We purchase twice as much now as we did in 2000. But, are these purchases making us happier? A study from 2000, found that life satisfaction measures barely respond to increases in a person’s GDP, beyond $15,000. In other words, is that new computer or car really going to make us a happier person? Probably not.
This is where the minimalism trend was born, from the genuine fear that we are drowning in our own belongings. Encouraging us all to declutter, dispose and downsize their over- complicated lives. As Maria Kondo says, if it doesn’t spark joy, get it out of your life.
While we may get a lot of hate from commercial stores about it, we as millennials are increasingly following this path, choosing to spend our hard-earned cash on experiences rather than material goods. Furthermore, we make up roughly a quarter of the consumer population, and we haven’t come into our peak buying years. Businesses need to recognise this shift. Products are out and experiences are in (Tilford, 2018).
A day spent surfing at the beach, a road trip with friends camping along the way, mountain biking and then brunch in a local park; these are the activities that millennials are increasingly choosing to spend their money on.
This is the reason Shimmy a Brisbane based start- up was born, with the mission of allowing it users to borrow items from others in their area, providing us all with a community worth of goods, without the excessive consumption that usually comes with it.
Now we can rent that surfboard, camping equipment or bike, choosing only to buy what we use regularly, and avoid cluttering up our homes with underutilised items. Shimmy provides access to limitless experiences regardless of whether you’re on a budget, have limited storage space or simply want to try something new.
And storage is important! According to recent findings, more and more people are saying no to mansions and choosing to live in smaller, more compact spaces. From cities where space is a commodity in high demand to more rural areas where many are making the decision to live on a smaller scale, whether it be in a shipping container or a micro home. Minimalism goes hand in hand with the small space living trend, both promoting similar lifestyle changes.
Fast fashion, sale chasing and compulsive buying behaviour; we are all guilty of buying cheap, trendy items that we will only wear for one season or going on a shopping spree at Kmart to redecorate our homes on a budget. A study has shown that household consumption is responsible for 60- 80 percent of negative impacts on the environment (Ivanova, 2016).
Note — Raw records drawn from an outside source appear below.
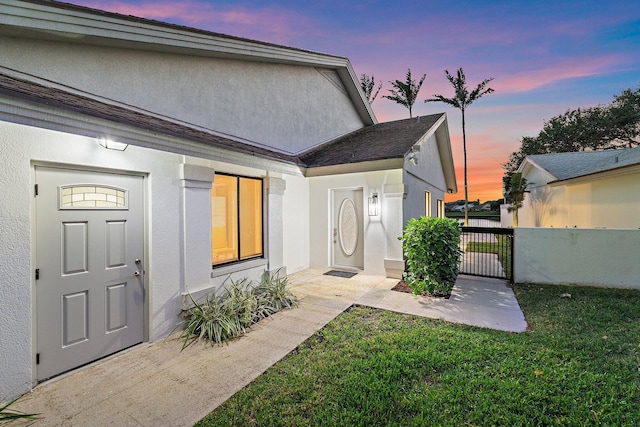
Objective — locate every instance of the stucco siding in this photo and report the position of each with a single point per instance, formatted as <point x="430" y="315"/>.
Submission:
<point x="425" y="175"/>
<point x="596" y="202"/>
<point x="177" y="231"/>
<point x="259" y="102"/>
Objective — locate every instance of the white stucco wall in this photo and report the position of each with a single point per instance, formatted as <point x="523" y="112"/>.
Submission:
<point x="591" y="257"/>
<point x="425" y="175"/>
<point x="240" y="98"/>
<point x="178" y="215"/>
<point x="386" y="227"/>
<point x="599" y="201"/>
<point x="295" y="214"/>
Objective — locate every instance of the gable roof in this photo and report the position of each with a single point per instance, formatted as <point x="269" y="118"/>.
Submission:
<point x="52" y="20"/>
<point x="390" y="140"/>
<point x="565" y="166"/>
<point x="374" y="147"/>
Yes, believe it or not that is worse than plastic straws, in fact it’s worse than fuel emissions!
While, we could blame manufacturers for tempting our spending habit with constant promotions and eye catching advertisements, we as consumers must take further responsibility for what we choose to purchase.
Minimalism is not only beneficial to your mental clarity but is also guaranteed to dramatically reduce your carbon footprint. The act of purging our unnecessary possessions is shown to have positive effects on anxiety as well as your bank account. A win win for me! When you have less stuff tying you down you have more freedom to travel, embrace spontaneity and focus on what really matters to you.
Imagine being able to pack all of your belongings into the back of your car and drive anywhere you want to go. This is the freedom that a minimalist lifestyle can grant you. And it frees up some funds while you’re at it.
Sharing economy-based companies such as Shimmy allow you to access anything you could ever want or need without imposing on your space, finances or the environment.
Need a dress for a black-tie event? A tent for your annual camping trip? A barbeque and outdoor seating for a Summer party? It’s no wonder that sharing economies are being driven by millennials; because let’s face it, if we don’t start it, who will?